Gdy rozbrzmiał dźwięk zakończonego połączenia, Anastasia już zapisywała na tablicy informacje o długach Sary i jej możliwym wyjeździe z własnej woli. Niżej dodała zdanie o tym, że ktoś mógł zrobić jej krzywdę, a obok hipotezy o samobójstwie napisała cyfrę trzy. Uznała to za najmniej prawdopodobne. Sara miała problemy, ale gdyby chciała pozbawić się życia, mogłaby to zrobić w domu. Mieszkała sama, więc miałaby pewność, że nikt jej nie przeszkodzi.

Wzięła do ręki czerwony marker i w centrum rubryki poświęconej Sarze dopisała uwagę o usuniętych kontach na portalach społecznościowych. Widziała tylko trzy wyjaśnienia takiego zachowania. Jej pierwszą myślą było to, że w życiu Sary stało się coś tak niespodziewanego, że chciała zniknąć ludziom z oczu. Z drugiej strony problem mógł znajdować się właśnie w Internecie – może ktoś ją czymś szantażował, a może miała stalkera.
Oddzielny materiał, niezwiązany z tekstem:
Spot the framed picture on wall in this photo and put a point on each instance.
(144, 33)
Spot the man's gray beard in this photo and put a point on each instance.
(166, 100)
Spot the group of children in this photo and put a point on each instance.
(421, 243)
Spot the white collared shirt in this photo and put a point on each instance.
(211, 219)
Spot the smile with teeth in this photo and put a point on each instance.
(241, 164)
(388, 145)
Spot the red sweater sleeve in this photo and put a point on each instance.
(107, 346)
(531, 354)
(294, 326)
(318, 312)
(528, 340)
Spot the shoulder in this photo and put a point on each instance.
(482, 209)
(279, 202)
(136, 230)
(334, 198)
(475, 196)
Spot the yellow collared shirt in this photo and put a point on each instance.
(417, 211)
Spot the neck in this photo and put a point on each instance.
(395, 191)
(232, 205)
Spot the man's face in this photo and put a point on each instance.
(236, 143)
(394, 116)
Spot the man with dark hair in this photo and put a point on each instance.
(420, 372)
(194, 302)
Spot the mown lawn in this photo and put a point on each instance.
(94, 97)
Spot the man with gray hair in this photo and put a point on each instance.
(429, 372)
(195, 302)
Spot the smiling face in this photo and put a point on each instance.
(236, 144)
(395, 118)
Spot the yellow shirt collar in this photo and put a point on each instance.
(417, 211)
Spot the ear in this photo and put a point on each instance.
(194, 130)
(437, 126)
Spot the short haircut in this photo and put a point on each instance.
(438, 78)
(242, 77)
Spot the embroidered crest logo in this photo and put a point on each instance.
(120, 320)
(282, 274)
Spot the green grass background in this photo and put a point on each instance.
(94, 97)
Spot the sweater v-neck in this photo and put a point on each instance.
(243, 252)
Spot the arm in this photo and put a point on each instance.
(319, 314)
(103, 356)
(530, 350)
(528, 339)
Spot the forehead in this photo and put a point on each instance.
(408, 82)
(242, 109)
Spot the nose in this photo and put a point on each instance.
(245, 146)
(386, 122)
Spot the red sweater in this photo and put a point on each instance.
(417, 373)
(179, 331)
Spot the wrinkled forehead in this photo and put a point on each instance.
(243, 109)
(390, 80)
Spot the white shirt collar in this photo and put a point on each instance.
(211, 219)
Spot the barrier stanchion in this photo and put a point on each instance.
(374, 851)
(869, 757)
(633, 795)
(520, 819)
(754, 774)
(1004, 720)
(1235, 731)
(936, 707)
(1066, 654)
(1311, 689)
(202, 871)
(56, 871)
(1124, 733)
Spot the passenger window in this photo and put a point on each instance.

Ostatnia teoria zakładała to, co Anastasia powiedziała detektywowi Riosowi – Sara zrobiła to, żeby później trudniej było ją znaleźć. Tylko w jakim celu?

Ziewnęła i jeszcze raz omiotła wzrokiem swoje zapiski, ale już nic nie przyszło jej do głowy. Uporządkowała leżące na biurku papiery. Zamknęła karton z aktami i odstawiła go na podłogę, po czym podeszła do okna, by zasłonić rolety antywłamaniowe. Opuszczając gabinet, zamknęła drzwi na klucz. Co prawda, mieszkała sama, ale przeszłość pokazała jej, że powinna dbać o służbowe dokumenty. Nigdy nie było za późno na naukę dobrych nawyków.